In [75]:
from tqdm import tqdm

import numpy as np
import pandas as pd

import pickle

from collections import defaultdict, Counter

In [66]:
train = pd.read_parquet('../data/optimised/train.parquet')
test = pd.read_parquet('../data/optimised/test.parquet')


with open('../data/optimised/id2type.pkl', "rb") as fh:
    id2type = pickle.load(fh)
with open('../data/optimised/type2id.pkl', "rb") as fh:
    type2id = pickle.load(fh)
    
sample_sub = pd.read_csv('../data/sample_submission.csv')

In [67]:
display(train)

Unnamed: 0,session,aid,ts,type
0,0,1517085,1659304800,0
1,0,1563459,1659304904,0
2,0,1309446,1659367439,0
3,0,16246,1659367719,0
4,0,1781822,1659367871,0
...,...,...,...,...
216716091,12899776,1737908,1661723987,0
216716092,12899777,384045,1661723976,0
216716093,12899777,384045,1661723986,0
216716094,12899778,561560,1661723983,0


In [68]:
display(test)

Unnamed: 0,session,aid,ts,type
0,12899779,59625,1661724000,0
1,12899780,1142000,1661724000,0
2,12899780,582732,1661724058,0
3,12899780,973453,1661724109,0
4,12899780,736515,1661724136,0
...,...,...,...,...
6928118,14571577,1141710,1662328774,0
6928119,14571578,519105,1662328775,0
6928120,14571579,739876,1662328775,0
6928121,14571580,202353,1662328781,0


In [69]:
retained_train_sessions = train.drop_duplicates(subset=['session'])['session']
df_train = train[train['session'].isin(retained_train_sessions)]
df_train.index = pd.MultiIndex.from_frame(df_train[['session']])

retained_test_sessions = test.drop_duplicates(subset=['session'])['session']
df_test = test[test['session'].isin(retained_test_sessions)]
df_test.index = pd.MultiIndex.from_frame(df_test[['session']])

In [71]:
print(df_train.shape, df_test.shape)

(216716096, 4) (6928123, 4)


In [86]:
covisitation_matrix = defaultdict(Counter)

def get_covisitation_matrix(df):
    sessions = df.session.unique()
    chunk_size = 30_000
    for i in tqdm(range(0, sessions.shape[0], chunk_size)):
        # get current chunk of sessions
        temp = df.loc[sessions[i]:sessions[min(sessions.shape[0]-1, i+chunk_size-1)]].reset_index(drop=True)

        # get 30 most recent products per session
        temp = temp.groupby('session', as_index=False).tail(30).reset_index(drop=True)

        # merge temp to temp
        temp = temp.merge(temp, on='session', suffixes=('_x', '_y'))

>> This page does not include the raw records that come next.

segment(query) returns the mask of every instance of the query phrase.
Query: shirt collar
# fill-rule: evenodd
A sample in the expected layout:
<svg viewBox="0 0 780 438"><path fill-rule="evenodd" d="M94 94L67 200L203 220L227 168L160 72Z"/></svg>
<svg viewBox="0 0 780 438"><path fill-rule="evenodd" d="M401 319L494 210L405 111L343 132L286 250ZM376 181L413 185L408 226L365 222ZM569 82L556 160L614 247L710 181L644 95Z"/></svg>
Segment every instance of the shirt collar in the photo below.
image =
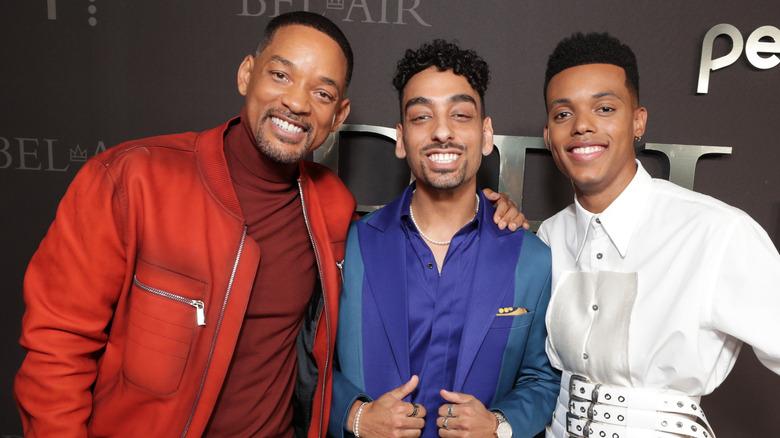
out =
<svg viewBox="0 0 780 438"><path fill-rule="evenodd" d="M612 240L622 257L626 256L628 244L634 234L639 219L643 214L645 205L650 197L652 178L642 167L642 163L636 160L636 174L628 186L618 197L601 213L593 214L580 205L577 197L574 204L577 212L577 259L579 260L582 249L588 238L588 232L592 221L598 219L604 231Z"/></svg>

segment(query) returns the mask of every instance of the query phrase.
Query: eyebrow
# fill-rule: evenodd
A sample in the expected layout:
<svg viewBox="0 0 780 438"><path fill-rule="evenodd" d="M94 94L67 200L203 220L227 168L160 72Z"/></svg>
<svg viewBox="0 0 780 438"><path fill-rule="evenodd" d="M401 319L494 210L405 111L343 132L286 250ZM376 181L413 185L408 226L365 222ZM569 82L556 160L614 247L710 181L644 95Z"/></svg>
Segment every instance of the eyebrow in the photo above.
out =
<svg viewBox="0 0 780 438"><path fill-rule="evenodd" d="M596 93L591 96L594 99L601 99L602 97L614 97L616 99L620 99L620 96L617 95L617 93L612 91L601 91L599 93ZM562 97L560 99L555 99L552 102L550 102L550 106L558 105L558 104L569 104L571 103L571 99Z"/></svg>
<svg viewBox="0 0 780 438"><path fill-rule="evenodd" d="M449 103L466 102L466 103L474 104L475 107L477 106L477 101L474 100L473 97L465 93L452 95L447 98L447 102ZM423 96L413 97L406 102L406 105L404 105L404 112L408 111L409 108L414 105L432 105L432 104L433 101L427 97L423 97Z"/></svg>
<svg viewBox="0 0 780 438"><path fill-rule="evenodd" d="M274 61L282 64L285 67L295 68L295 64L292 61L290 61L289 59L287 59L287 58L285 58L283 56L279 56L279 55L271 56L271 62L274 62ZM329 78L328 76L320 76L319 80L324 82L325 84L330 85L331 87L339 90L339 92L341 92L341 88L339 87L339 84L334 79Z"/></svg>

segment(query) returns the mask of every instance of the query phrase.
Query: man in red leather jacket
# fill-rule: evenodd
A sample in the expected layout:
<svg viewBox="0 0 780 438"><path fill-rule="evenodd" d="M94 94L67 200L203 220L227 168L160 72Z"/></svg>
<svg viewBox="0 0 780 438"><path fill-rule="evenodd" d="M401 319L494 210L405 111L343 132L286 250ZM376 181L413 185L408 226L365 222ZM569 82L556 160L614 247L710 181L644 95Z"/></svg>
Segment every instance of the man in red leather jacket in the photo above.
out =
<svg viewBox="0 0 780 438"><path fill-rule="evenodd" d="M25 277L26 436L326 434L355 201L303 158L351 72L335 24L280 15L239 67L240 117L84 165Z"/></svg>
<svg viewBox="0 0 780 438"><path fill-rule="evenodd" d="M26 436L325 435L355 201L302 158L349 113L351 70L333 23L279 16L240 118L84 165L25 278Z"/></svg>

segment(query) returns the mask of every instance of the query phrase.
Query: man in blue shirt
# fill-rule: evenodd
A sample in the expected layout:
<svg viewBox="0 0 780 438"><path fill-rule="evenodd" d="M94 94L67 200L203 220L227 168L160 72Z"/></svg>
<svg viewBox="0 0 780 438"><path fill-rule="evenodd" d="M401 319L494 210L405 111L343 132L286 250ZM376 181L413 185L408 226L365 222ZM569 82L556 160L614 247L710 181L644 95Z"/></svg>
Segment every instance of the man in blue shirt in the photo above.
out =
<svg viewBox="0 0 780 438"><path fill-rule="evenodd" d="M442 40L398 63L396 156L416 181L350 227L333 436L532 437L549 420L550 251L499 230L477 188L488 80L476 53Z"/></svg>

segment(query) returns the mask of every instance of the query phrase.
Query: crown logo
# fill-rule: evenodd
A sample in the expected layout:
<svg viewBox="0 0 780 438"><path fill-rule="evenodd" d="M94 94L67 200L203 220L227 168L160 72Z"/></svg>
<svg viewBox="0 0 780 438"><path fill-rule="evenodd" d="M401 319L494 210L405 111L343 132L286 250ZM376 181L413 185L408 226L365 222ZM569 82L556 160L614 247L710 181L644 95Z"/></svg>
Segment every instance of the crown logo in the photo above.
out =
<svg viewBox="0 0 780 438"><path fill-rule="evenodd" d="M325 7L327 9L344 9L344 0L328 0Z"/></svg>
<svg viewBox="0 0 780 438"><path fill-rule="evenodd" d="M70 161L87 161L87 150L76 145L76 149L70 150Z"/></svg>

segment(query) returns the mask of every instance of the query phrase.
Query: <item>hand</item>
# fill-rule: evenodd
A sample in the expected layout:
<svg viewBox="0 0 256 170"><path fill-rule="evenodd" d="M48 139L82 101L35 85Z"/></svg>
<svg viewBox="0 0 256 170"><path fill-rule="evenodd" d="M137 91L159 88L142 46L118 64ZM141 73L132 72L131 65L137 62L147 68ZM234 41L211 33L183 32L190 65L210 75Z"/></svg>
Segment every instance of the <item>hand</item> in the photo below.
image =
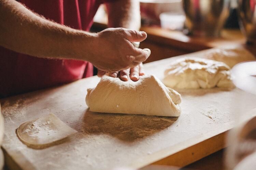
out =
<svg viewBox="0 0 256 170"><path fill-rule="evenodd" d="M119 72L119 73L118 73ZM105 74L106 72L100 70L98 70L97 75L101 77ZM140 75L144 75L145 74L144 70L143 69L142 63L141 63L139 66L134 67L123 70L120 71L112 72L110 74L110 76L112 77L119 77L120 79L123 81L127 81L129 80L129 77L134 82L138 81Z"/></svg>
<svg viewBox="0 0 256 170"><path fill-rule="evenodd" d="M134 67L150 55L149 49L136 48L131 42L144 40L147 37L145 32L109 28L97 34L97 49L93 50L96 53L89 61L101 70L111 72Z"/></svg>

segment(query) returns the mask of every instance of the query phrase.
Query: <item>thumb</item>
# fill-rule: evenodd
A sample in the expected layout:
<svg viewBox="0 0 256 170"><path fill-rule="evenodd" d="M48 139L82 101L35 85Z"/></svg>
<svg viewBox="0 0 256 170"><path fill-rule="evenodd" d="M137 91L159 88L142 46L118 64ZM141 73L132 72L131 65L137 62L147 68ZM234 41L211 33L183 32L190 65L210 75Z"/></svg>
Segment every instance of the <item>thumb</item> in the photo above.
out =
<svg viewBox="0 0 256 170"><path fill-rule="evenodd" d="M141 42L147 38L147 33L144 31L126 29L125 32L125 38L130 42Z"/></svg>

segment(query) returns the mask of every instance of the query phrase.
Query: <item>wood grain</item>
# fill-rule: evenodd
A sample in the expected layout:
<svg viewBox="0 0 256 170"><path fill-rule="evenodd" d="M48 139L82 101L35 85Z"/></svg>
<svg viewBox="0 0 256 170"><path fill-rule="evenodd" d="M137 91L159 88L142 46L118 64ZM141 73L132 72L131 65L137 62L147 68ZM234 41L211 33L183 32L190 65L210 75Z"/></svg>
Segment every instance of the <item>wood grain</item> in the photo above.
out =
<svg viewBox="0 0 256 170"><path fill-rule="evenodd" d="M205 57L207 51L147 63L145 70L161 80L170 62L184 56ZM236 124L234 117L255 108L254 95L215 88L179 90L182 112L175 118L95 113L88 110L85 99L86 89L99 80L94 76L1 99L6 154L25 169L28 162L30 167L49 170L138 168L153 163L183 167L225 147L226 133ZM15 133L19 125L51 113L79 133L41 150L19 141Z"/></svg>

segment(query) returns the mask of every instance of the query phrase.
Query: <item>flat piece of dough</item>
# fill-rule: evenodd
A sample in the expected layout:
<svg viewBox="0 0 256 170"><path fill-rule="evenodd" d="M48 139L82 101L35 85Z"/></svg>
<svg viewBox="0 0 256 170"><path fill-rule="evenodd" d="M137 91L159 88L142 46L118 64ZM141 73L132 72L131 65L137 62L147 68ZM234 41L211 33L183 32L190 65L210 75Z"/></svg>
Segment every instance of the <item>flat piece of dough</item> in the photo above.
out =
<svg viewBox="0 0 256 170"><path fill-rule="evenodd" d="M181 101L180 94L153 75L137 82L104 75L96 87L87 89L86 97L92 112L164 116L180 116Z"/></svg>
<svg viewBox="0 0 256 170"><path fill-rule="evenodd" d="M52 146L76 132L52 114L26 122L17 130L22 142L35 149Z"/></svg>
<svg viewBox="0 0 256 170"><path fill-rule="evenodd" d="M207 58L223 62L231 68L239 63L256 60L253 54L242 47L213 48L205 55Z"/></svg>
<svg viewBox="0 0 256 170"><path fill-rule="evenodd" d="M164 73L163 83L177 89L234 87L230 68L224 63L196 57L184 57L171 64Z"/></svg>

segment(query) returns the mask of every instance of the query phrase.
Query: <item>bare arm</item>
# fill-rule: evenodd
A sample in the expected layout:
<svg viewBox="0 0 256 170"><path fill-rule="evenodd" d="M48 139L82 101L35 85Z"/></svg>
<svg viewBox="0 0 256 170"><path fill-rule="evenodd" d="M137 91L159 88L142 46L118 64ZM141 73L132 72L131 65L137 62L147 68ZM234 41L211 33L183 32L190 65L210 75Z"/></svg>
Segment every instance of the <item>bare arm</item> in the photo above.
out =
<svg viewBox="0 0 256 170"><path fill-rule="evenodd" d="M117 0L106 4L109 27L122 27L139 30L140 28L138 0Z"/></svg>
<svg viewBox="0 0 256 170"><path fill-rule="evenodd" d="M138 65L150 55L129 41L146 38L139 31L112 28L96 34L73 29L46 19L14 0L0 0L0 46L21 53L87 61L108 71Z"/></svg>

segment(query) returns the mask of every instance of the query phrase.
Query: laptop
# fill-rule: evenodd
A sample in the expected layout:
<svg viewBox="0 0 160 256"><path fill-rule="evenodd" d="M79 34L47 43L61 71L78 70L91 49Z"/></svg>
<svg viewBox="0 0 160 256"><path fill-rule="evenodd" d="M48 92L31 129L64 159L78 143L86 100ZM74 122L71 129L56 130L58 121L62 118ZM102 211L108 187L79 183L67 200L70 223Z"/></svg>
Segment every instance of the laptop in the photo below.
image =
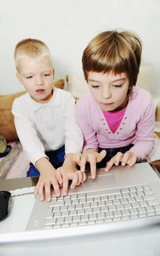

        temp =  temp[temp.aid_x != temp.aid_y]

        # create a column to calculate days elapsed between aid_y and aid_x
        temp['days_elapsed'] = (temp.ts_y - temp.ts_x) / (24 * 60 * 60)

        # filter out rows where days elapsed is between 0 and 1
        temp = temp[(temp.days_elapsed > 0) & (temp.days_elapsed <= 1)]

        # drop duplicates based on session, aid_x, aid_y
        temp.drop_duplicates(subset=['session', 'aid_x', 'aid_y'], inplace=True)

        # zip aid_x and aid_y, and index them in index
        for aid_x, aid_y in zip(temp.aid_x, temp.aid_y):
            covisitation_matrix[aid_x][aid_y] += 1

In [87]:
get_covisitation_matrix(df_train)
get_covisitation_matrix(df_test)

100%|██████████| 430/430 [10:56<00:00,  1.53s/it]
100%|██████████| 56/56 [00:41<00:00,  1.36it/s]


In [89]:
test_session_products = test.groupby('session')['aid'].apply(list)

In [90]:
test_session_products

session
12899779                                              [59625]
12899780           [1142000, 582732, 973453, 736515, 1142000]
12899781    [141736, 199008, 57315, 194067, 199008, 199008...
12899782    [1669402, 1494780, 1494780, 1494780, 1494780, ...
12899783    [255297, 1114789, 255297, 300127, 198385, 3001...
                                  ...                        
14571577                                            [1141710]
14571578                                             [519105]
14571579                                             [739876]
14571580                                             [202353]
14571581                                            [1100210]
Name: aid, Length: 1671803, dtype: object

In [98]:
predictions = []

for products in tqdm(test_session_products):
    products = list(dict.fromkeys(products[::-1]))

    # get first 20 products if products is more than 20
    if len(products) > 20:

        products = products[:20]
        
        predictions.append(products)
    
    else:
        # get top 20 products
        top_products = [x[0] for x in covisitation_matrix[products[0]].most_common(20)]

        # get products that are not in top 20 products
        products = [x for x in products if x not in top_products]

        # append products to top 20 products
        top_products.extend(products)

        # append top 20 products to predictions
        predictions.append(top_products)

100%|██████████| 1671803/1671803 [12:54<00:00, 2157.42it/s]


In [99]:
# predictions as strings
predictions = [' '.join([str(x) for x in pred]) for pred in predictions]
# predictions as dataframe with session and predictions
predictions = pd.DataFrame({'session_type': test_session_products.index, 'labels': predictions})

In [100]:
display(predictions)

Unnamed: 0,session_type,labels
0,12899779,737445 499621 469285 941596 1246235 731692 140...
1,12899780,1502122 889686 487136 1344758 1515511 1419849 ...
2,12899781,1681537 1628918 374037 1836671 1119163 528496 ...
3,12899782,1007613 595994 1033148 834354 479970 1696036 8...
4,12899783,1811433 58861 73864 408787 1627943 1476106 455...
...,...,...
1671798,14571577,1276792 367734 1666114 1004292 1768884 1349213...
1671799,14571578,977826 815460 1811714 822641 1671592 735459 12...
1671800,14571579,1209992 1750859 1550479 770418 785544 870569 7...
1671801,14571580,1231403 871658 1314576 925638 888228 1627186 4...


In [101]:
submission_df = []

session_types = ['clicks', 'carts', 'orders']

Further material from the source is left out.